Strona 1 z 1
Ciągłe poczucie lęku
: 25 marca 2015, o 12:59
autor: splątana
Od 6 lat leczę się na nerwicę , a raczej depresje lękową. Brałam leki , pierwsze 2 lata były względne. Później odstawiłam i ataki lęku wróciły , depresja itd. Później znów leki , włączona psychoterapia i było całkiem , całkiem. Następnie zmiana leku , bo stwierdzili , że mam jelito nadwrażliwe i te nowe leki bedą lepsze. Leki na jelito pomogło , za to ... zanikła miesiączka. Musiałam odstawić ... i na nowo... depresja , dodatkowo myśli samobójcze - czego jeszcze nie miałam, lęk że dlaczego takie myśli , że jestem młoda, mam dziecko , męża , że nie muszę pracować , mam studia, życie się układa. A mi się już nie chce żyć. Nie umiem sobie z tym poradzić. Zasypiam z lekiem i napięciem , najsilniejsze w brzuchu - budzę się i na pstryk znów to napięcie. Wszystko już mnie boli. I tak cały dzień... mięśnie są zmęczone. Jak pokonać to... no jak?
Ciągłe poczucie lęku
: 25 marca 2015, o 13:37
autor: Mi@po
Zycie jest cudowne, musi Pani postawic sobie najwazniejszy w nim cel, np. wychowanie dziecka, doczekanie jego malzenstwa itd. W chwilach kiedy sa duze slabosci, proponuje spotkania, rozmowy z przyjaciolmi - niech Pani stara sie o tym nie myslec i zajac sie czyms. Najlepiej udac sie do specjalisty, on na pewno pomoze.
Zycze powrot do zdrowia i pozdrawiam.
Ciągłe poczucie lęku
: 31 marca 2015, o 18:21
autor: SibillaMorphine
Myśli i wizje samobójcze to jeden z objawów nerwicy. Jeśli te myśli wzbudzają w nas lęk to nie chcemy ich zrobić. Ja postrzegam je jako tzw. nie ''moje'' myśli i oddzielam je równocześnie ignorując. Im mniej będziemy się nad tym zastanawiać, analizować tym lepiej będzie. Kiedy budzisz się, a poprzedniego wieczora zasypiasz powtarzając dokładnie ten sam schemat odpierający się na tym, że te lęki i napięcie będą to one będą. Oczywiście, że z nerwica wiążą się fizyczne i psychiczne wyczerpanie ale dobrze wiesz, że przy odrobinie czasu, wysiłku i cierpliwości BĘDZIE LEPIEJ. Leki i psychoterapia to nie wszystko. Pracowanie nad swoim nastawieniem jest kluczowe, a reszta to dodatek. Jesteś SILNA. Masz dla kogo ŻYĆ i dobrze wiesz, że będziesz ŻYĆ. Polecam odwracanie uwagi, a gdy troszkę poćwiczysz to możesz nawet próbować uśmiechać się, wyśmiewać te abstrakcyjne, absurdalne myśli! Wiem, bo sama przechodziłam przez to wszystko. Wierzę w Ciebie i życzę dużo cierpliwości.

Ciągłe poczucie lęku
: 1 kwietnia 2015, o 13:26
autor: marianna
Ja Twoim poście wyczuwam miedzy wierszami taką myśl "wszystko mi się musi udać żeby nikt nie pomyślał że mi się w życiu nie udało"

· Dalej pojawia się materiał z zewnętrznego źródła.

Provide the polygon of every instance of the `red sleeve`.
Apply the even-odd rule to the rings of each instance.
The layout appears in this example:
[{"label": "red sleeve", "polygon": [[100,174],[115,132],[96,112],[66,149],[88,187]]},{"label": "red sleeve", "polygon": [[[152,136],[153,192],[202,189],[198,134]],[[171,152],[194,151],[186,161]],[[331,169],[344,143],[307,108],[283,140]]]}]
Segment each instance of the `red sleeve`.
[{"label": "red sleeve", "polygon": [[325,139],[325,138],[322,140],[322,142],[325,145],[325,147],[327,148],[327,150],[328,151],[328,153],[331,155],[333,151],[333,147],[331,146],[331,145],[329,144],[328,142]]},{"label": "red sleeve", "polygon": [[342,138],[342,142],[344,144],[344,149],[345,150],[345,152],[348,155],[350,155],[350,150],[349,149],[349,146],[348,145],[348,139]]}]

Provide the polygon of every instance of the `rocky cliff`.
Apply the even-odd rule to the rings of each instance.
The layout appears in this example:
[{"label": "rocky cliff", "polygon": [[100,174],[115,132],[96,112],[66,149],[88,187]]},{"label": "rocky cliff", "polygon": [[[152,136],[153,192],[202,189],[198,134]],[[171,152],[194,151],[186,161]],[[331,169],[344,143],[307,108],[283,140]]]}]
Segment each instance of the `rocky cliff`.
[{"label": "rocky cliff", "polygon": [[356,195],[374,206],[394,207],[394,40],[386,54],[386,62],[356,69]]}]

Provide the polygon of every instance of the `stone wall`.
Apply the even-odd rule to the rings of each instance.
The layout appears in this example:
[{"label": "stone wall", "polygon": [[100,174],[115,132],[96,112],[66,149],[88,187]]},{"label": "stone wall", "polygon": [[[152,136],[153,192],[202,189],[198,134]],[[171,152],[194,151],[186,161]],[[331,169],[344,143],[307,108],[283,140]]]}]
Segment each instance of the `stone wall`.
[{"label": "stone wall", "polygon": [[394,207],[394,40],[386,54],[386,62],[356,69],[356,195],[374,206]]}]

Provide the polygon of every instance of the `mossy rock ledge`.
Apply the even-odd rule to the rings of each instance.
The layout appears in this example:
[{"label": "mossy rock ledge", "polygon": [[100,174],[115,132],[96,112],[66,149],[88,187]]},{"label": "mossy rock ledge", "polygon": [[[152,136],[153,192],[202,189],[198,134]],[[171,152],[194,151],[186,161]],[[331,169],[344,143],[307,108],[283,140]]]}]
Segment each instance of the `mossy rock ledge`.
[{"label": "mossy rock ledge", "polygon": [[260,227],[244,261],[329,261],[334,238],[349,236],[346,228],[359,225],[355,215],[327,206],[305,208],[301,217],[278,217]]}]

A to dobra pozywka dla lęku. Lęk o utratę wszystkiego + czas na rozmyślanie.
Może warto zająć się jakąś pasją, pracą, znaleźć coś tylko dla siebie, coś do zdobycia co utwierdzi Cię w przekonaniu
że poza wszystkim co jest jesteś jeszcze niezależną, samodzielną kobietą i poza tym co widać na zewnatrz
jest jeszcze coś co może być tylko Twoje?
Może osiągnęłaś to o czym marzyłaś, to czego pragnie większość kobiet - miłość, mąż, dziecko, pieniądze ale zabrakło
tego czegoś, Ciebie i to sprawia że niby wszystko masz a jednak nie do końca.
Myślami się nie przejmuj, nie analizuj ich, tu połowa forum ma to samo;)
Tak jak napisała koleżanka niestety lęki męczą i powodują stany depresyjne nierzadko.